Ameaçados pela pesca, pela criação intensiva em cativeiro, pela indústria de aquários e por pesquisas científicas, raramente os peixes recebem o mesmo nível de compaixão ou bem-estar que o os vertebrados com sangue quente.

Foto: Ellen Cuylaerts / Barcroft Media

Uma pesquisa sobre raias gigantes (Manta birostris), publicada por Csilla Ari e Dominic D’Agostino, explorou a noção de elas poderiam ser classificadas como autoconscientes. Raias gigantes possuem o maior cérebro de todas as espécies de peixes e suas características indicam interações sociais complexas e inteligência.

Ari descobriu que, quando as raias são expostas a um espelho,  elas realizaram movimentos incomuns, repetitivos, exploratórios, verificação de contingência e comportamento autodirigido. Elas deram uma atenção seletiva ao espelho ao realizaram movimentos significativamente mais repetitivos (movimentos de barbatanas cefálicos constantes) do que sem o espelho. Os animais também observaram suas imagens e fizeram bolhas, semelhante ao observado em golfinhos-nariz de-garrafa colocados na mesma situação.
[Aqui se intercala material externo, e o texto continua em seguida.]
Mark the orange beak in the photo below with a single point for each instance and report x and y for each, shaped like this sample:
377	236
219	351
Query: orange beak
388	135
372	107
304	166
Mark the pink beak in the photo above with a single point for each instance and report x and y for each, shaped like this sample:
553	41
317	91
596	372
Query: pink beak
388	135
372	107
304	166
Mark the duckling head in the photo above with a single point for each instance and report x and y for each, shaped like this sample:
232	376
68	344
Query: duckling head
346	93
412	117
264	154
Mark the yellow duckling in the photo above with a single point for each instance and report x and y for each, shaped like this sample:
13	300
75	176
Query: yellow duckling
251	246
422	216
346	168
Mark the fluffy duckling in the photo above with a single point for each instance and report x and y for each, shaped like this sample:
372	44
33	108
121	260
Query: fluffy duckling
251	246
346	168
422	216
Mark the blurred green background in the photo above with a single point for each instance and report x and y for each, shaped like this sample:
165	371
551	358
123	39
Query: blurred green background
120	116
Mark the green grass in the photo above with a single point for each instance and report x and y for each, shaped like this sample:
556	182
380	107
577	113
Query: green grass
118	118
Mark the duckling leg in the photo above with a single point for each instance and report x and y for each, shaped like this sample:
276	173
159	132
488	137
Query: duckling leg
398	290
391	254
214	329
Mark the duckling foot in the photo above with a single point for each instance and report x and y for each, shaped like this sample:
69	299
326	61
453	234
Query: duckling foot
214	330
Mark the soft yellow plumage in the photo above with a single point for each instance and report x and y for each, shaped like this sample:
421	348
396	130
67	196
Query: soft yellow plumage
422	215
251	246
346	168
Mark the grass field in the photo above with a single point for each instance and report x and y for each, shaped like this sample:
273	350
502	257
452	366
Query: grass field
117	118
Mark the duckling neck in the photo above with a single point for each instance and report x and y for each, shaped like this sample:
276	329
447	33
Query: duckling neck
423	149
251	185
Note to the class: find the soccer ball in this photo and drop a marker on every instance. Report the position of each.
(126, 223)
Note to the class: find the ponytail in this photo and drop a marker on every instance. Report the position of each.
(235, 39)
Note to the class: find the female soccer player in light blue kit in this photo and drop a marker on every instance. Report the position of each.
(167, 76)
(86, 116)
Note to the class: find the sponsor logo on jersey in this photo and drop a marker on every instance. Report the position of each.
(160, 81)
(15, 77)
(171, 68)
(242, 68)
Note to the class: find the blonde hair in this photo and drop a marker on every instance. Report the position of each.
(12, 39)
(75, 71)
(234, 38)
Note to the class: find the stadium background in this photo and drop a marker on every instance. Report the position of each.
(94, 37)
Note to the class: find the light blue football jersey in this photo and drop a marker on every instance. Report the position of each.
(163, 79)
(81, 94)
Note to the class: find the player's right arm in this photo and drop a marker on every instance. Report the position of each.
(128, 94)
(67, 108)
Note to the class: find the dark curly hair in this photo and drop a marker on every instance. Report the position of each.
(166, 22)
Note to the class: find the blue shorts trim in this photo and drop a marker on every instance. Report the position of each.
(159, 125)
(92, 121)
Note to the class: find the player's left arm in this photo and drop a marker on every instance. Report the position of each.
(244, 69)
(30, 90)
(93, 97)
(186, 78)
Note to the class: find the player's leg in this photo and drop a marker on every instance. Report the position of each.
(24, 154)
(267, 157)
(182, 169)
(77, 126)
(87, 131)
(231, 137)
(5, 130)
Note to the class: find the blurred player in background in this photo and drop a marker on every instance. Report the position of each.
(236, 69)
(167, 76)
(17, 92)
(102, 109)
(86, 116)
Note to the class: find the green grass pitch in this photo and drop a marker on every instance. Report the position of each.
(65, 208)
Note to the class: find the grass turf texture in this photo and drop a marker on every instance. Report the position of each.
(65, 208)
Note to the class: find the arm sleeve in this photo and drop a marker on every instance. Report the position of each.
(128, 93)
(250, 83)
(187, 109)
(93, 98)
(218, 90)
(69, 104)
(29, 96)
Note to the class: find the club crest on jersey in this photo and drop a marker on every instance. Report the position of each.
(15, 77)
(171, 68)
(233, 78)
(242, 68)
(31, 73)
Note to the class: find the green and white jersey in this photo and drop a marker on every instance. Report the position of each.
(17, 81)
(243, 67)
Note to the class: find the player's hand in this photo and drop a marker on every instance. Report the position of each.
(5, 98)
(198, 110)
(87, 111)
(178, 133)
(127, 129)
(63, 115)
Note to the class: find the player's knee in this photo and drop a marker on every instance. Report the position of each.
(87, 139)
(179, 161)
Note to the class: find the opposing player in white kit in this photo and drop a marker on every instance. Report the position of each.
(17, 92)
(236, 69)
As raias também possuem a capacidade de mudar de cor, aumentando rapidamente a intensidade de suas marcas brancas quando um novo indivíduo se aproxima. Isso não foi observado com a presença de um espelho provavelmente porque os animais não percebem sua imagem espelhada como um novo indivíduo e porque os comportamentos observados não faziam parte da interação social normal.
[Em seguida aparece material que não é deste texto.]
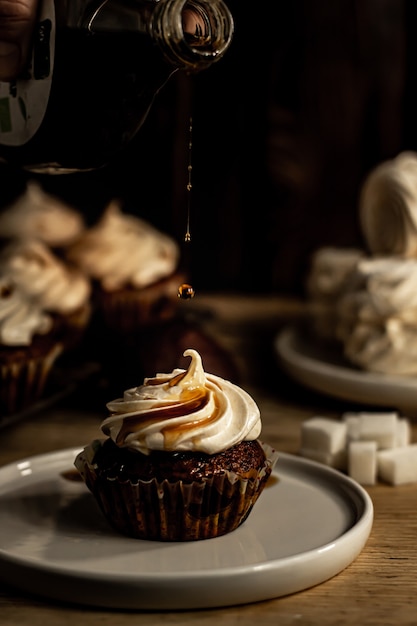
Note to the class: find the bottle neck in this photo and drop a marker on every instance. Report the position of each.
(192, 34)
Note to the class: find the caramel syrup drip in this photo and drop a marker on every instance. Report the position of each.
(134, 423)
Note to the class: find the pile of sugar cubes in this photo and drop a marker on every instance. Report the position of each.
(368, 446)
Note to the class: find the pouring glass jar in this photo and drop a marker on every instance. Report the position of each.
(95, 71)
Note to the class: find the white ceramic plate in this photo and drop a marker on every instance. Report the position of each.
(319, 367)
(309, 524)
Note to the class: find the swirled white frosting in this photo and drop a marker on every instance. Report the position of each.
(41, 216)
(388, 207)
(122, 250)
(20, 317)
(184, 410)
(48, 281)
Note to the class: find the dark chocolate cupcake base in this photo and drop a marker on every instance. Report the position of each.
(164, 500)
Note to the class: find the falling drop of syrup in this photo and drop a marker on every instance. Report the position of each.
(185, 291)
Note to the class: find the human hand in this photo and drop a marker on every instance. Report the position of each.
(17, 19)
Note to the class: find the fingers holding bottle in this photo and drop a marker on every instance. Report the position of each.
(17, 20)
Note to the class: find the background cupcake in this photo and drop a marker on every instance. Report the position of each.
(133, 267)
(36, 214)
(57, 288)
(135, 277)
(29, 347)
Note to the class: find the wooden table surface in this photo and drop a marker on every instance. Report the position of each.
(379, 587)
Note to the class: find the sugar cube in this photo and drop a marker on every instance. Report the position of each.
(362, 461)
(324, 435)
(398, 466)
(379, 427)
(335, 459)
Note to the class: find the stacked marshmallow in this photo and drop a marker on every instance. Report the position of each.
(367, 299)
(366, 445)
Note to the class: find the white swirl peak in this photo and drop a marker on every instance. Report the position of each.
(186, 410)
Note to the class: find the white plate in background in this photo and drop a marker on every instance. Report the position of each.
(320, 368)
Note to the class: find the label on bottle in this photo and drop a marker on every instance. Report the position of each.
(23, 102)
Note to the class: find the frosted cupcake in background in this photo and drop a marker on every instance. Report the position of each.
(182, 460)
(29, 347)
(133, 267)
(38, 215)
(55, 287)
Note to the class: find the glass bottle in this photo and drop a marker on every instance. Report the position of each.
(96, 68)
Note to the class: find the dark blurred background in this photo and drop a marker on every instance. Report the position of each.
(311, 95)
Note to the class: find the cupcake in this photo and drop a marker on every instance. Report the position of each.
(29, 347)
(36, 214)
(58, 289)
(181, 460)
(133, 267)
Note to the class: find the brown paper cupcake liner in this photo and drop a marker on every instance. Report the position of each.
(23, 382)
(176, 511)
(129, 309)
De acordo com o The Guardian, as observações de Ari e D’Agostino oferecem evidências de respostas comportamentais conhecidas como pré-requisitos para a autoconsciência que foram usadas por outros pesquisadores para confirmar o auto reconhecimento em espécies de primatas. Como as espécies autoconscientes são conhecidas por comportamentos sociais complexos, cooperativos e empáticos, as descobertas mostram as capacidades cognitivas dos peixes e questionam a crueldade cometida contra eles.
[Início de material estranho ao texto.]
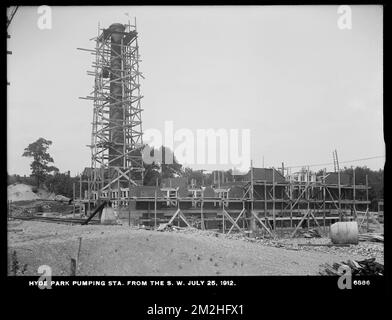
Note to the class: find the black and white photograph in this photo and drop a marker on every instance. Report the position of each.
(195, 141)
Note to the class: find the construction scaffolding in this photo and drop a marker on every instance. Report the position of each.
(271, 206)
(116, 140)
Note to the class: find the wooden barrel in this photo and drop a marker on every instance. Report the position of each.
(344, 232)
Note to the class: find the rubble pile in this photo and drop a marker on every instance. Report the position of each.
(374, 237)
(367, 267)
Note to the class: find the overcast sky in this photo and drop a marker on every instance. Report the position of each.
(288, 73)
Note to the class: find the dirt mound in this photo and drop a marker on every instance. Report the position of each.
(24, 192)
(123, 250)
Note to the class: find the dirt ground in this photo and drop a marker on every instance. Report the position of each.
(123, 250)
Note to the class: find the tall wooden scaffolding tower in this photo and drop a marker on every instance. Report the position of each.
(116, 140)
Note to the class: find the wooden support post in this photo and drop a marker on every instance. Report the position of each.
(236, 221)
(88, 195)
(73, 190)
(324, 174)
(273, 198)
(291, 204)
(252, 219)
(265, 199)
(367, 204)
(80, 188)
(261, 222)
(300, 223)
(129, 199)
(223, 217)
(339, 197)
(155, 204)
(354, 196)
(78, 254)
(203, 227)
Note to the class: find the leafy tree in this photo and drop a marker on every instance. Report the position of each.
(161, 170)
(61, 183)
(40, 167)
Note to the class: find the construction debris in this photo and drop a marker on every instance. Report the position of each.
(375, 237)
(324, 244)
(367, 267)
(311, 233)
A União Internacional para a Conservação da Natureza reconhece a raia gigante como uma espécie vulnerável, com um declínio crescente da população atual. Os animais são protegidos em algumas regiões e a espécie está listada na Convenção sobre o Comércio Internacional de Espécies Ameaçadas, que restringe seu comércio. Apesar disso, calcula-se que até mil mantas gigantes são criadas em locais específicos anualmente para serem mortas por suas carnes e brânquias, que são comercializadas como medicamentos na China.